Alan Cameron: The really interesting thing is what they will do with the costs they incur getting ready for T2S. We see quite different stances being taken by different CSDs.

Custody Risk: We are talking about CSDs paying for T2S – how are your preparations going?
Lilla Juranyi: We are in the special situation where the services that we are offering are mainly in countries of which only a few will join in the first wave of preparations. So, in central and eastern Europe, T2S is an issue and we are in consultation with CSDs. We are also mentors on the local market to create national user groups to prepare the gap analysis, so we are supporting these markets with our expertise. But we are not directly pressured at this time to make the decision about what ING wants to do with T2S.

Alan Cameron: The most interesting aspect is what T2S is doing to the business models of banks and the clients that they seek to serve, this is unresolved. What we are seeing right now is that clients are willing to consolidate their providers in preparation for T2S, but not many have, as yet, made the decision to change their business model. So they are preparing by consolidating, which will help them go through testing more smoothly. Having fewer providers or not accessing some CSDs directly must make this less onerous, while most are keeping their options open about the different ways of doing asset servicing.

Ulf Noren: In our markets, four countries have said yes to T2S – Estonia, Finland, Lithuania and Denmark. Latvia remains undecided, while Sweden and Norway have said no. We have set up a project to evaluate the four basic models on how we can connect within T2S. Where we spend most energy, for the moment, is in the bilateral talks with clients to make sure that we move together and in the right direction. In order to do that, you need to make sure you set up a model that gives you most of the advantages of T2S in advance of it being introduced. Very few have decided how they are going to do this.

Alan Cameron:Many consider that there is no first-mover advantage.

Lilla Juranyi:In the next few years, new types of requests for proposals (RfPs) will be launched and will focus on segregation of the basic and the asset servicing offering. This will be a new task for local and global custodians. This will be the first wave within the industry and will make some kind of selection on how you can create this special type of RfP as a global custodian – how you can meet the requirements of your clients with this segregation as a local sub-custodian. It will require well-based strategic decisions considering the investment requirements and the baseline costs.

Custody Risk: Which regulations are impacting clients the most at the moment? How are you helping them?
Ulf Noren: This takes 40% of my time, almost all to clients, but also in associations because it is necessary to collaborate across the industry, so trying to prioritise them would be difficult. In the custody world, we have a tendency to focus on the 25 or so ‘hot’ regulations that directly or indirectly affect us. It is important to see what is driving the banking world, namely Basel III and the fourth Capital Requirements Directive. These will have enormous impacts for the whole industry and they will not always be positive. The capital requirements will drain a lot of capital that could otherwise have been left to the so-called real economy, and so the real economy will suffer.
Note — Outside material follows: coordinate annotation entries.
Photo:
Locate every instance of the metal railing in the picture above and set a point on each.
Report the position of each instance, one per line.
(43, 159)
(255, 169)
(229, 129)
Europe doesn’t need enforced suffering now, it needs incentives for growth. But it is there and you can’t do much about it.

Alan Cameron: The biggest focus we see from clients is checking that their clients’ assets are segregated and secure and, although that may be driven by regulation, it is also a commercial imperative.

Lilla Juranyi: We see that more custodians and global custodians are considering opening up a secondary active relationship, especially around asset safety, and it is again a little contradictory to efficiency and scale. That goes back to the discussions in the late 1990s to early 2000s when it was very popular for global custodians to have a primary agency network. In addition, they tried to set up a shadow agency network, which requires effort by everybody to keep it alive without activity. But, when you need to activate the shadow network, it is a question of whether you can do that in seconds, minutes, one day or one week. So, for network managers, it will also be a task to manage. Basel III is the milestone regulation, it will probably make segregation for the whole banking industry. All banks are preparing for it by divestments, by closing down certain businesses and focusing on the core financial requirements.

Custody Risk: Are asset managers worried about Basel III?
Ulf Noren: They should be worried about Basel III and how their providers can use and allocate their capital. It lies there as an overlay, but they have all the other regulations that will have an impact, particularly on the client side. It will be a volume driver in a negative sense and will put the entire business line into question. For example, in the prime brokerage business models, the European Commission has recently said it doesn’t like prime brokerage models – that is worrying.

Alan Cameron: The capital requirements for fixed-income trading could increase hugely. There are quite different estimates being made by the different market participants.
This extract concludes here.